Yun Won-Gun, Chae Yoon Soo, Han Youngmin, Jung Hye-Sol, Cho Young Jae, Kang Hyun-Cheol, Kwon Wooil, Park Joon Seong, Chie Eui Kyu, Jang Jin-Young
Department of Surgery, Seoul National University College of Medicine, 101 Daehak-ro, Jongno-gu, Seoul, 03080, Republic of Korea.
Cancer Research Institute, Seoul National University College of Medicine, Seoul, Republic of Korea.
Ann Surg Oncol. 2025 Apr;32(4):2819-2829. doi: 10.1245/s10434-024-16743-2. Epub 2025 Jan 14.

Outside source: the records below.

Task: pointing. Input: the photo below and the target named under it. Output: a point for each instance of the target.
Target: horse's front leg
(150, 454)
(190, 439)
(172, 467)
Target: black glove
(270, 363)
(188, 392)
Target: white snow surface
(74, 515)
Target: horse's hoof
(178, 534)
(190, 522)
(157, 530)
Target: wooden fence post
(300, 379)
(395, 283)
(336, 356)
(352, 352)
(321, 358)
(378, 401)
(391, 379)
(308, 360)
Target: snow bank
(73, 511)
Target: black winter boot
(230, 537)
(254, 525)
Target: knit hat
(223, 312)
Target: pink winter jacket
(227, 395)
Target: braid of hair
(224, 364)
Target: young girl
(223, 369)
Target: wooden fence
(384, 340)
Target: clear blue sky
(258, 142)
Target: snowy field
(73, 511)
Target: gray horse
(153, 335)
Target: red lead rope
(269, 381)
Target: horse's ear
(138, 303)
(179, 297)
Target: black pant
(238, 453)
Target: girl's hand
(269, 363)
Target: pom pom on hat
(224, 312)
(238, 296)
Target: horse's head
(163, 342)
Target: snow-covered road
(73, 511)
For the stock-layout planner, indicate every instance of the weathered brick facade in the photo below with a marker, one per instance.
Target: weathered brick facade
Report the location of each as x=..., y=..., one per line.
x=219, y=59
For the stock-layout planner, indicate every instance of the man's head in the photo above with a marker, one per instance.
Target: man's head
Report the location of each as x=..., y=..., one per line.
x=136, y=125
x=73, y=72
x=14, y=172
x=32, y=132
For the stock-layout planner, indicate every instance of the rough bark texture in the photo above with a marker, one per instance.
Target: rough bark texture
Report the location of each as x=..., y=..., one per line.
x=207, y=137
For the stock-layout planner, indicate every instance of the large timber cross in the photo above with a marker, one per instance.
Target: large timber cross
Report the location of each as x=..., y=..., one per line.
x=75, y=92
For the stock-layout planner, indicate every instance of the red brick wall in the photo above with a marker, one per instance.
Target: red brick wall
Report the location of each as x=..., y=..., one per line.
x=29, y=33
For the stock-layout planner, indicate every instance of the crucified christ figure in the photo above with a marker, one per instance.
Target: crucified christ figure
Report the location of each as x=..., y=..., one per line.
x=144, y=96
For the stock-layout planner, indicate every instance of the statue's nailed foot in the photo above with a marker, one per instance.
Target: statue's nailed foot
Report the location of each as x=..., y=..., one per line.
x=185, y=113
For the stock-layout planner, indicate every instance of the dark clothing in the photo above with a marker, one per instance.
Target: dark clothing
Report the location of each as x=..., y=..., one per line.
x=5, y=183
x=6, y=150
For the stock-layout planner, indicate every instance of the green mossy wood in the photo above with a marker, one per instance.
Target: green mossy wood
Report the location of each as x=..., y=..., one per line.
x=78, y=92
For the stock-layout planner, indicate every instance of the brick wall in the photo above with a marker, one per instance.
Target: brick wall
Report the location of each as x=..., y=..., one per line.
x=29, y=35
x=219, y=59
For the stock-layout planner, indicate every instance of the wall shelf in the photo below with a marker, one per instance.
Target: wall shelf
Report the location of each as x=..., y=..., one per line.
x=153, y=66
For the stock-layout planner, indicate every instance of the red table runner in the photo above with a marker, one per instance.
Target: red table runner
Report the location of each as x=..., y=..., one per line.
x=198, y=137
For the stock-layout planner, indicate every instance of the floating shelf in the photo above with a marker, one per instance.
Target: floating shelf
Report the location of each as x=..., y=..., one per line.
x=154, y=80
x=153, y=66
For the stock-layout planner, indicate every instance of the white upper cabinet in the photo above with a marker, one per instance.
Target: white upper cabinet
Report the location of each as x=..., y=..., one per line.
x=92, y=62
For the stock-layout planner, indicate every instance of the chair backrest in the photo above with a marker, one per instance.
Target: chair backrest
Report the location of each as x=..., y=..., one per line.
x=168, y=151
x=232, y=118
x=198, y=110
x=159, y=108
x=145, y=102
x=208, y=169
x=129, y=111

Benefits of neoadjuvant treatment for pancreatic cancer with major vessel invasion has been demonstrated through randomized controlled trials; however, the optimal neoadjuvant treatment strategy remains controversial, especially for radiotherapy. Therefore, we aimed to evaluate the efficacy and safety of neoadjuvant radiotherapy followed by chemotherapy and the optimal time interval to undergo surgery after radiotherapy in (borderline) resectable pancreatic cancer.
Between 2013 and 2022, patients with (borderline) resectable pancreatic cancer with vessel contact who received 5-fluorouracil with leucovorin, oxaliplatin, and irinotecan or gemcitabine and nanoparticle albumin-bound paclitaxel as initial treatment following surgery were included. Patients who received radiotherapy after chemotherapy and those who did not were matched using 1:1 nearest-neighbor propensity scores. Propensity scores were measured using the tumor size at initial image, duration of neoadjuvant chemotherapy, and responsiveness to neoadjuvant chemotherapy.
Of 212 patients, 166 patients were retrieved for the matched cohort. Patients who received radiotherapy had significantly better postoperative survival, local control, and R0 resection rates than those who did not. Furthermore, patients who underwent surgery within 4 weeks after completing radiotherapy had lower intraoperative blood loss and a clinically relevant postoperative pancreatic fistula rate than those who underwent surgery after more than 4 weeks.
In patients with (borderline) resectable pancreatic cancer with vessel contact who were scheduled for curative-intent surgery after neoadjuvant chemotherapy, additional radiotherapy was associated with better postoperative survival and local control. Furthermore, our findings suggested that scheduling surgery within 4 weeks following radiation therapy might enhance the perioperative outcomes.
随机对照试验已证实新辅助治疗对伴有大血管侵犯的胰腺癌有益;然而,最佳的新辅助治疗策略仍存在争议,尤其是放射治疗。因此,我们旨在评估新辅助放疗后化疗的疗效和安全性,以及(临界可切除)胰腺癌放疗后进行手术的最佳时间间隔。
纳入2013年至2022年间伴有血管受累的(临界可切除)胰腺癌患者,这些患者在手术后接受了5-氟尿嘧啶联合亚叶酸钙、奥沙利铂和伊立替康,或吉西他滨和纳米白蛋白结合型紫杉醇作为初始治疗。使用1:1最近邻倾向评分对化疗后接受放疗和未接受放疗的患者进行匹配。倾向评分通过初始影像时的肿瘤大小、新辅助化疗持续时间和对新辅助化疗的反应性来衡量。
212例患者中,166例患者被纳入匹配队列。接受放疗的患者术后生存率、局部控制率和R0切除率均显著高于未接受放疗的患者。此外,放疗结束后4周内接受手术的患者术中出血量低于放疗结束4周后接受手术的患者,且术后临床相关胰瘘发生率更低。
对于新辅助化疗后计划进行根治性手术的伴有血管受累的(临界可切除)胰腺癌患者,额外的放疗与更好的术后生存率和局部控制相关。此外,我们的研究结果表明,放疗后4周内安排手术可能会改善围手术期结局。